We made it to Santa Fe* in time to lunch at the highly recommended The Shed. Nothing pretentious, despite the James Beard award posted in the waiting area. And we did wait; the place was mobbed. But the dining area is a series of small spaces, including in an outdoor patio, so while you dine you don’t feel like you’re in a large restaurant (nice!). We had some enchiladas and some carne adovada, all very yum. With the sides, the lunch orders were substantial, so we only wanted a modest sandwich for dinner.
Heading east, we pondered staying in Roy, but the town was just too desolate, and the hotel was right out of the 50s, and not the best of the 50s either. Roy is doing far better than Yates, however. Yates is on the NM state highway map, and even has a sign posted on the road at the east and west ends of town. But “town” it isn’t. Ghost town, yes. Now, it’s a bend in the road with one ranch house and outbuildings. No lights on when we went by at dusk plus a few minutes. Couldn’t tell if the house was abandoned, but there was a looming combine parked out by the road, as if it was for sale.

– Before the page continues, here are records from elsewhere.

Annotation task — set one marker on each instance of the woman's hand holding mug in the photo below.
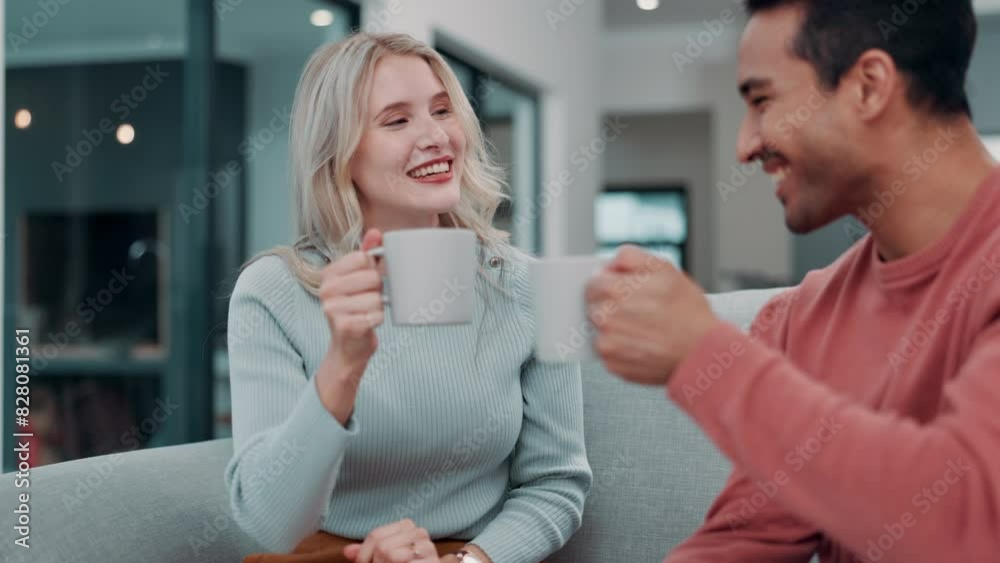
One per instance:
(351, 296)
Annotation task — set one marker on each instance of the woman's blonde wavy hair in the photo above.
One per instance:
(328, 121)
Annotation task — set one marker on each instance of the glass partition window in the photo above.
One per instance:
(509, 117)
(142, 137)
(655, 219)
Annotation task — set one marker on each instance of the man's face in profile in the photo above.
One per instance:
(797, 127)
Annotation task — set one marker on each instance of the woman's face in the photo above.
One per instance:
(408, 165)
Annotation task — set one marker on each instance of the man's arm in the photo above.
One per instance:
(746, 523)
(932, 490)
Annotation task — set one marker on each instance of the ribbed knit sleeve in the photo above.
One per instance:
(287, 447)
(549, 474)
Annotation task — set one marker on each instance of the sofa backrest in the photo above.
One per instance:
(655, 475)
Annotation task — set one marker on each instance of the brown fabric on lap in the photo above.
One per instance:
(322, 547)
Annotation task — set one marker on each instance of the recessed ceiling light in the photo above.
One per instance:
(22, 119)
(321, 18)
(125, 134)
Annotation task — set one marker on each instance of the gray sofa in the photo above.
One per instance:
(654, 476)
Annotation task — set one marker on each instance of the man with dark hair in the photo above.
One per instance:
(862, 412)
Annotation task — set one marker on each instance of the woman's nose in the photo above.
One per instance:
(432, 136)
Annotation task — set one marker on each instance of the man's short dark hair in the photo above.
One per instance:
(930, 41)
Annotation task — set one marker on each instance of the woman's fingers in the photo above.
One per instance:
(358, 304)
(376, 536)
(359, 281)
(405, 546)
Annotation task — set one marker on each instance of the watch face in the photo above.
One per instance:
(466, 557)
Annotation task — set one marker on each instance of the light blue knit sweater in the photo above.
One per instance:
(456, 427)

Even after sunset, we pushed generally eastward. The vegetation and landscape shifted dramatically as we motored beyond Las Vegas (the NM one). We saw pronghorns everywhere in the dying light for a while when we were near the mountains, and then just cattle. Or maybe only the beeves showed up in the dying light. We watched the horizon become a simple dividing line between the blues and greys (along with a few orange-reds from the absent sun) of the sky with the greenish dry yellows of the grasslands. This, after all, is the Great Plains!
* Santa Fe is so fun to photograph that it’s not uncommon for photographers to take pictures of other photographers, simply because they’re part of the landscape.